Among the most important factors that are open to scrutiny in the history debate are the weight given to archaeological evidence on the one hand and the later dating that is now with some regularity attributed to the biblical texts on the other. With respect to the second of these factors, one might note that the dating of biblical texts to the late Persian and even Hellenistic periods,
21
although possibly more extreme, is nonetheless part of a more general trend towards a later dating of the texts than formerly. With respect to the first, it must be remembered that archaeological evidence is also open to interpretation. Unsurprisingly, experts do not always agree over the interpretation of sites that have been excavated or the importance that can be placed on artefacts that have been discovered at these sites; even less do they agree about the interpretation of artefacts that lack specific provenance. While patterns emerge that assist interpretation, there remains the possibility that further finds might lead to new evidence and to different values being placed on existing evidence. Despite that potential for change, Ze’ev Herzog’s 1999 summary of the effect of archaeological research on what we know about the origins of ancient Israel may be noted:
Following 70 years of intensive excavations in the Land of Israel, archaeologists have found out: The patriarchs’ acts are legendary, the Israelites did not sojourn in Egypt or make an exodus, they did not conquer the land. Neither is there any mention of the empire of David and Solomon, nor of the source of belief in the God of Israel.
22
It may be significant that Herzog’s summary of conclusions resulting from archaeological research should match so closely Philip Davies summary (note 17 above), which is based largely on an historical critical study of the texts. Although new archaeological discoveries may narrow or broaden the gap that has arisen between the archaeological and biblical accounts of the origin of ancient Israel and her religion, the gap that is indicated by Herzog and based on significant archaeological discovery and research cannot at present be denied. I will return below to comment briefly on the serious problem this raises for the interpretation of the Bible in the Church.
Turning from the Old Testament to the New, a brief survey of the directions taken in historical Jesus research over the past four decades would be sufficient to suggest that scholarship in this area has become more sceptical. Those scholars who have written what might loosely be described as ‘lives’ of Jesus and so have sought to identify the nature and setting of his ministry have arrived at very varied conclusions that have depended in large measure upon those aspects of the Jesus ‘remembered’ in the New Testament documents they understand to be valid, important and dominant.

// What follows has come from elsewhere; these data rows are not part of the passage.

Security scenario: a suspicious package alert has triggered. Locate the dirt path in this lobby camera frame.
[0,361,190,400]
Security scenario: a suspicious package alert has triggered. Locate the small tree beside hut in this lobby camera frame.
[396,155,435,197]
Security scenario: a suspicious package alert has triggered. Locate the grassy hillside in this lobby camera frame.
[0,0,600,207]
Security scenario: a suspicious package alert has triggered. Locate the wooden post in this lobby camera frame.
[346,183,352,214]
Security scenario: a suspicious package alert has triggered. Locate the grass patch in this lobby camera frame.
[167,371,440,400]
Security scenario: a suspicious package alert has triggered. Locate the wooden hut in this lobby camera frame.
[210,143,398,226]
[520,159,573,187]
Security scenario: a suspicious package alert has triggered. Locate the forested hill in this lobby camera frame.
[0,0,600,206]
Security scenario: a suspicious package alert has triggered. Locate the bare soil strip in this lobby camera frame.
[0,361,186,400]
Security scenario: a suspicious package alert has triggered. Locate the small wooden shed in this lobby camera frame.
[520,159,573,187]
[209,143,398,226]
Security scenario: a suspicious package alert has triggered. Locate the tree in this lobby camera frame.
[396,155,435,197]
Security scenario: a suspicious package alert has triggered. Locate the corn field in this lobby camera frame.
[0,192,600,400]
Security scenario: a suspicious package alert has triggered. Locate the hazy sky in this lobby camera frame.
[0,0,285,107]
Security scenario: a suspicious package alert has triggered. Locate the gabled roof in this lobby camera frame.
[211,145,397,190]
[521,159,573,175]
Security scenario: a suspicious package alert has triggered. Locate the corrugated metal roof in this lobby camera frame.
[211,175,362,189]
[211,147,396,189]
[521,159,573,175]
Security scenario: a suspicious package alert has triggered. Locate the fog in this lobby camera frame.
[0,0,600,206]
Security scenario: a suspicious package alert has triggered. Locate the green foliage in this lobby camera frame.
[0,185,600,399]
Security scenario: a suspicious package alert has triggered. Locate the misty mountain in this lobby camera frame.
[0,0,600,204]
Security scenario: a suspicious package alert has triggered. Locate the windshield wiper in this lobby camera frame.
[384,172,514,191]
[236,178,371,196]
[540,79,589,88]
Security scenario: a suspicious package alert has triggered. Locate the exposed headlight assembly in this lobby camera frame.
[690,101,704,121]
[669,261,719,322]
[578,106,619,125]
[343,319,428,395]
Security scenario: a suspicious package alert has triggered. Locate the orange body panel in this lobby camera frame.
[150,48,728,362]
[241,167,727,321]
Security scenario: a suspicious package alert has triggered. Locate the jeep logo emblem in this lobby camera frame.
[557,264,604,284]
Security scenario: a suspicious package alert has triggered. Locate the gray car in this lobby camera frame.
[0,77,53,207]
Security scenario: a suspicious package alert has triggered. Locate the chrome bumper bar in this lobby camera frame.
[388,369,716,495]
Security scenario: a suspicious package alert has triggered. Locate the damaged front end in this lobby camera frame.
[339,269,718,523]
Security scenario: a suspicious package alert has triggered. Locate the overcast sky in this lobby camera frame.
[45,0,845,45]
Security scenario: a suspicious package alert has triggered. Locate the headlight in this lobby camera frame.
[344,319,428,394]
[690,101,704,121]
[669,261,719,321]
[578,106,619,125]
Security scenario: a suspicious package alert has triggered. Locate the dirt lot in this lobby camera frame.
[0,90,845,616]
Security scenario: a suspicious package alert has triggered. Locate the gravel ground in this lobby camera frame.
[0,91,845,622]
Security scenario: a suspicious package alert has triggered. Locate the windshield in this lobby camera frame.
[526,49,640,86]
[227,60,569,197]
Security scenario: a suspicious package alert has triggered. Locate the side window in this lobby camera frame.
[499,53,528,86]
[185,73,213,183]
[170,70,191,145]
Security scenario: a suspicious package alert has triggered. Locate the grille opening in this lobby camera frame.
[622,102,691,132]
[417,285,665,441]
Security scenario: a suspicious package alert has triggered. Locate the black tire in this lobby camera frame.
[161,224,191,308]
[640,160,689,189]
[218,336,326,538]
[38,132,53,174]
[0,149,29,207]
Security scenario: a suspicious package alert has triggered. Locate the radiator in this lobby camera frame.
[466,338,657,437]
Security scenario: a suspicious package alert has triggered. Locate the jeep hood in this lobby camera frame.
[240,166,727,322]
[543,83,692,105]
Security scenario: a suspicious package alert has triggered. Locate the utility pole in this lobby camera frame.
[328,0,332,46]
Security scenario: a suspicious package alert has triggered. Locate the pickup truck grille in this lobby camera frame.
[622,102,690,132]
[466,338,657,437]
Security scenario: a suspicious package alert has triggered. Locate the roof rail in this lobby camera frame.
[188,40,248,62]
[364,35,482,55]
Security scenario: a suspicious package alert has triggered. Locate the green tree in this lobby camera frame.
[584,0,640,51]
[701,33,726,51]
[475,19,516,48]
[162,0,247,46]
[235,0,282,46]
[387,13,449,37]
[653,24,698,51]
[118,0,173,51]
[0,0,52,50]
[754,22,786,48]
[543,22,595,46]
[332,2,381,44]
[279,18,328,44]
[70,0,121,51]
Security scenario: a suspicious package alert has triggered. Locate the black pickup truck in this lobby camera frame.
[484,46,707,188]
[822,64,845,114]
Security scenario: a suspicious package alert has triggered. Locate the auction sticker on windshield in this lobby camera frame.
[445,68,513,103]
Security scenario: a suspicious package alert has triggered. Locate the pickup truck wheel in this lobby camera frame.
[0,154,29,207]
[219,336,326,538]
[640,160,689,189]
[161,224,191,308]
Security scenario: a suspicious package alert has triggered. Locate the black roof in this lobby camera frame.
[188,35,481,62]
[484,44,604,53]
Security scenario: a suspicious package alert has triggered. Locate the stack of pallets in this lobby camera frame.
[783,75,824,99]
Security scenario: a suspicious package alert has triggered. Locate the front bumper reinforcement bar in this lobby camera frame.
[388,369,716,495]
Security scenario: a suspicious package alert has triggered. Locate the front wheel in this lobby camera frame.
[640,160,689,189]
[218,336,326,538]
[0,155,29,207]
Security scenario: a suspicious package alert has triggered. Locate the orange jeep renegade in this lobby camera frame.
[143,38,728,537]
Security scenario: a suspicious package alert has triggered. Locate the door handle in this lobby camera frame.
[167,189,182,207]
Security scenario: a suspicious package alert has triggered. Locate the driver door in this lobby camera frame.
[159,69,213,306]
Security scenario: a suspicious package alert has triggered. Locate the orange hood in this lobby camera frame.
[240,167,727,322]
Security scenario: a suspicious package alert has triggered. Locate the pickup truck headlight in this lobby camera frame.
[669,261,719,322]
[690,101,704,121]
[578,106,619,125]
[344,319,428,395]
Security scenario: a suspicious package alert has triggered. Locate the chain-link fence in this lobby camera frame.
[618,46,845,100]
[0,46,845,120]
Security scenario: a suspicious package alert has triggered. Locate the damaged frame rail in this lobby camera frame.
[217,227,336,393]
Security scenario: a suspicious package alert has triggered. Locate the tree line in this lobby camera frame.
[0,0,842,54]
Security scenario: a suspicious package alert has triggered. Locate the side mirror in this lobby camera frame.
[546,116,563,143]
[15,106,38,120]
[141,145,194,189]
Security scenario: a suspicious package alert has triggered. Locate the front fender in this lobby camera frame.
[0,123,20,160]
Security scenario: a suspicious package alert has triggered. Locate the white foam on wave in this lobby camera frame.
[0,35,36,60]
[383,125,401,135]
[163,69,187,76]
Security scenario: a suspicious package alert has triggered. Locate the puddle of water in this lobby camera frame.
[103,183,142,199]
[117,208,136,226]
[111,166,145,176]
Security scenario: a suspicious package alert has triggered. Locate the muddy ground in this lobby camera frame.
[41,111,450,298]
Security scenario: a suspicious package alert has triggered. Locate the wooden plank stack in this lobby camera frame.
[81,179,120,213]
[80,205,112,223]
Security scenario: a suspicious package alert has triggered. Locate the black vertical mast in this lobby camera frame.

Perhaps that variety is not so difficult to understand. The redaction of the Gospel tradition by the Evangelists and the distinction between sayings that appear to be original to Jesus and those that appear to derive from the traditions of the early church both contribute to it. In their presentation, no two Evangelists offer precisely the same account of the deeds and words of Jesus or the contexts in which particular words are spoken so that the distinctions that can be made among their presentations contribute to the variety of depictions of the historical Jesus that are a feature of New Testament scholarship. Moreover, in addition to the differing portraits of Jesus that emerge from the work of each Evangelist, there is the Jesus of their sources so far as sources can be determined, while yet another slant on Jesus may be found in the writings of Paul. There is a further complication whenever scholars discover, in the extant non-canonical Gospels, sayings or actions of Jesus that may have some claim to authenticity. With so many sources, all to an extent in competition with each other, and with questions of authenticity to sort out as well as questions relating to the history of tradition and redaction, there is considerable potential for multiple accounts of the Jesus of history.
Although its work may be open to criticism and refinement, if, for the sake of argument, the Jesus Seminar’s assessment of the authenticity of the sayings and deeds of Jesus that are reported in the canonical Gospels and Thomas might be considered to be within the bounds of possibility, what can be said with certainty about the historical Jesus will be very limited. 23 However, once that is admitted, in some areas at least the outcome of its work is not so different from that of perhaps the majority of critical scholars who have examined individual sayings or groups of sayings and have found some to be authentic and others not. What is different about the work of the Seminar is that it covers the four canonical Gospels and Thomas in their entirety and is a collaborative effort that reports the majority opinion of a substantial group of scholars. That may be why it appears more threatening to some of its critics. When an individual scholar questions the authenticity of a few sayings or even an extensive group of sayings, the stakes are not so high, even in cases where the proposal gains significant agreement within the academic community.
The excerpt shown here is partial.